Collection Management

CollectionsIn Collections Management 101 for Executors and Estate Attorneys, Heritage Auction Galleries, Nov./Dec. 2008, at 4, the importance of keeping detailed and accurate records of the contents of collections is emphasized.

For example, records of collectible items should contain the following information (adjusted, of course, to the exact type of property):

  • object type
  • title
  • maker
  • medium
  • size
  • inscriptions
  • signature
  • subject
  • date
  • manner of acquisition
  • cost and date purchased
  • where kept
  • provenance
  • special notes
  • photographs
  • scanned copies of all relevant documents

November 25, 2008 in Estate Planning - Generally | Permalink | Comments (0) | TrackBack (0)

Computerization for trust and estate attorneys

Electronic_practice

Donald H. Kelley has recently published his book entitled The Electronic Practice.

Here is the publisher's description of the book:

For attorneys, acountants, financial planners, life insurance underwriters, financial planners and charitable organization professionals in the trust and estates field. Expand your ability to use computers in practical day-to-day applications! Learn about efficient computer usage, computational and drafting softwere and finding information and resources on the internet.

Included are basic "how to" materials on computer technology and internet based research for trusts and estates practitioners.

Get information and tips to ease and enhance your hands on computer experitnce. This book includes numerous and detailed reviews of software and web-based applications needed in the trusts and estates practice, as well as information and checklists to help you evaluate such packages.

The accompanying CDRom (to be periodically updated) installs a file on your computer that makes the entire book instantly available for consultation as you work and links you to websites with specialized resources of value to you as a trusts and estates practitioner. Such linking, in effect, allows this book to serve as a Table of Contents to the riches of the internet. The links extend to computer technology, substantive law and factual resources for the trusts and estates practice.

Macintosh users will benefit from discussions of Mac technology and the file on the acompanying CDRom functions on the Mac (recent OS versions) as well on Windows.

Electronically leverage your time and abilities with instant access to specialized information you need as a trusts and estates practitioner.

Special thanks to Neil Hendershot, editor of the PA Elder, Estate & Fiduciary Law Blog, for bringing this book to my attention.  You may also read his review of the book here.

November 25, 2008 in Books - For Practitioners | Permalink | Comments (0) | TrackBack (0)

The Marshall decision analyzed

Smith2Robert P. Dougherty III recently authored an article entitled Marshall v.
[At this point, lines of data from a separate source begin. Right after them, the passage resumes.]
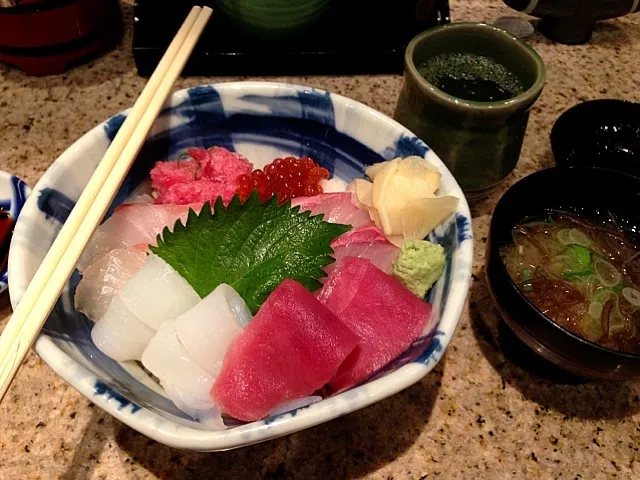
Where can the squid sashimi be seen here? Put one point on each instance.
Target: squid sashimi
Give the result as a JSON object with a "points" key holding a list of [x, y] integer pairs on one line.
{"points": [[157, 293], [179, 374], [293, 346], [104, 278], [120, 334], [384, 315], [133, 224], [368, 242], [207, 330], [336, 207]]}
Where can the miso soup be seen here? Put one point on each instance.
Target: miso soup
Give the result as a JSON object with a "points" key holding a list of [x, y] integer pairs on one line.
{"points": [[583, 275]]}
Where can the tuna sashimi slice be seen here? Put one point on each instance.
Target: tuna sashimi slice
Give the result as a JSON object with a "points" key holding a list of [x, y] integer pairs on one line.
{"points": [[133, 224], [291, 349], [336, 207], [368, 242], [385, 315]]}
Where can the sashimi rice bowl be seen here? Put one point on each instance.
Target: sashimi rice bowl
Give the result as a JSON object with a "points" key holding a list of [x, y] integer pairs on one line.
{"points": [[278, 256]]}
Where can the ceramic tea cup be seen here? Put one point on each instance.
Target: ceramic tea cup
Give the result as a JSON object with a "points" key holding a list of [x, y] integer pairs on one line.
{"points": [[479, 141]]}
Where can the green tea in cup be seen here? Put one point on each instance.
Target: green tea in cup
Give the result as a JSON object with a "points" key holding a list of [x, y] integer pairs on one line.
{"points": [[471, 77], [467, 92]]}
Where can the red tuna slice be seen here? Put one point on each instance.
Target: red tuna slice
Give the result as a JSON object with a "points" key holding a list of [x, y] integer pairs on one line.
{"points": [[368, 242], [291, 348], [336, 207], [385, 315]]}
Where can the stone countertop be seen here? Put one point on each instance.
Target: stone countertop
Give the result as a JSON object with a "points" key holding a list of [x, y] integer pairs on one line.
{"points": [[482, 413]]}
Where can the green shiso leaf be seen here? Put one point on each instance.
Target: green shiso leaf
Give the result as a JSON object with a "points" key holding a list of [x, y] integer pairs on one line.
{"points": [[250, 246]]}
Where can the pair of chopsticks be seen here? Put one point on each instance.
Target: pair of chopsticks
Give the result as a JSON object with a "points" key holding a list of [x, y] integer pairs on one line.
{"points": [[44, 289]]}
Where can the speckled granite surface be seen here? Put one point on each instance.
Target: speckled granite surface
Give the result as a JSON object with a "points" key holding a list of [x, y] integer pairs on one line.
{"points": [[483, 412]]}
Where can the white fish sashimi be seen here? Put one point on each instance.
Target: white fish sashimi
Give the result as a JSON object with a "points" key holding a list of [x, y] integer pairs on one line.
{"points": [[207, 330], [167, 359], [157, 293], [132, 224], [120, 334], [207, 413], [104, 278]]}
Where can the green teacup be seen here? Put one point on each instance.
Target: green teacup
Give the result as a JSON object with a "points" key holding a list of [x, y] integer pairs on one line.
{"points": [[479, 141]]}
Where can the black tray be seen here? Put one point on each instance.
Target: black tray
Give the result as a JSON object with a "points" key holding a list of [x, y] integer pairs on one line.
{"points": [[354, 36]]}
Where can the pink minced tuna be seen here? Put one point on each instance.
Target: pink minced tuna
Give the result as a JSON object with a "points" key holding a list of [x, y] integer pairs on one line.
{"points": [[205, 176]]}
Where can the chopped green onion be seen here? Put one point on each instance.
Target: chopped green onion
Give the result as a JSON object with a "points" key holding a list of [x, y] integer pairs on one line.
{"points": [[632, 296], [582, 255], [584, 273], [564, 237], [606, 273]]}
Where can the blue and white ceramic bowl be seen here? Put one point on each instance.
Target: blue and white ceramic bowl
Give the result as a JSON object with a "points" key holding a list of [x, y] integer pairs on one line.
{"points": [[261, 121], [13, 195]]}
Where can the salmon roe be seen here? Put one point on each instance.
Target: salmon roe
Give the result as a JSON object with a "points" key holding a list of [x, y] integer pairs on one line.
{"points": [[287, 178]]}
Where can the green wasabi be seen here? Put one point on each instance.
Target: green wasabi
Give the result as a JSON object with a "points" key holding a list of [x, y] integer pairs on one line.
{"points": [[419, 265]]}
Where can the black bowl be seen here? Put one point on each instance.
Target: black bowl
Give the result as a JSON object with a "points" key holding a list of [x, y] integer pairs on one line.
{"points": [[586, 191], [599, 133]]}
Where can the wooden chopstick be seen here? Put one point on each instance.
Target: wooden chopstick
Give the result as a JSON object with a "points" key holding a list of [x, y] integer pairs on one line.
{"points": [[58, 265]]}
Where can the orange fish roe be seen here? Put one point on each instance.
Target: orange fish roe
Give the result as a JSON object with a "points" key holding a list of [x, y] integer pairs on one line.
{"points": [[285, 177]]}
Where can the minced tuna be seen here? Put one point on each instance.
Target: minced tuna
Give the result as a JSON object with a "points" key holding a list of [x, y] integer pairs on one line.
{"points": [[206, 175]]}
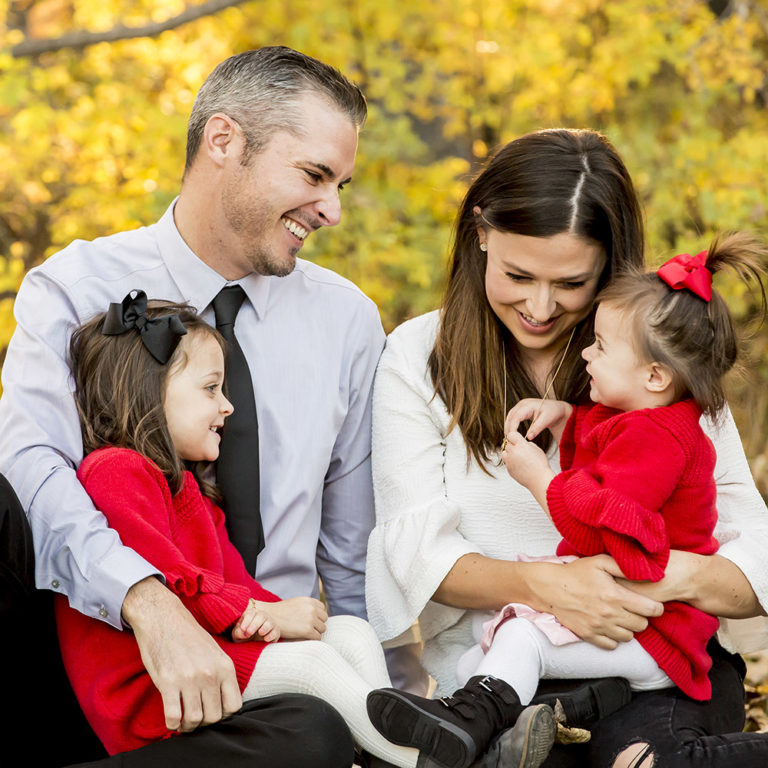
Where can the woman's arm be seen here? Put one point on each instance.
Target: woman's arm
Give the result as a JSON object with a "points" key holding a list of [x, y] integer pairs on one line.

Marshall: Playmates, Prenupts, and the Probate Exception, 61 Ark. L. Rev. 329 (2008).

Here is an excerpt from the Introduction:

On May 1, 2006, the United States Supreme Court handed down Marshall v. Marshall, a case that has received much publicity due to the celebrity parties involved. Petitioner Vickie Lynn Marshall (“Vickie”), also known as Anna Nicole Smith, was the surviving widow of oil tycoon J. Howard Marshall II (“J. Howard”). J. Howard met Vickie in October 1991, and the two married on June 27, 1994 after a courtship of more than two years. J. Howard passed away August 4, 1995, just over a year after they were married. The ensuing litigation over J. Howard's vast estate has resulted in the Supreme Court handing down a decision that may have a great impact on federal jurisdiction in the future.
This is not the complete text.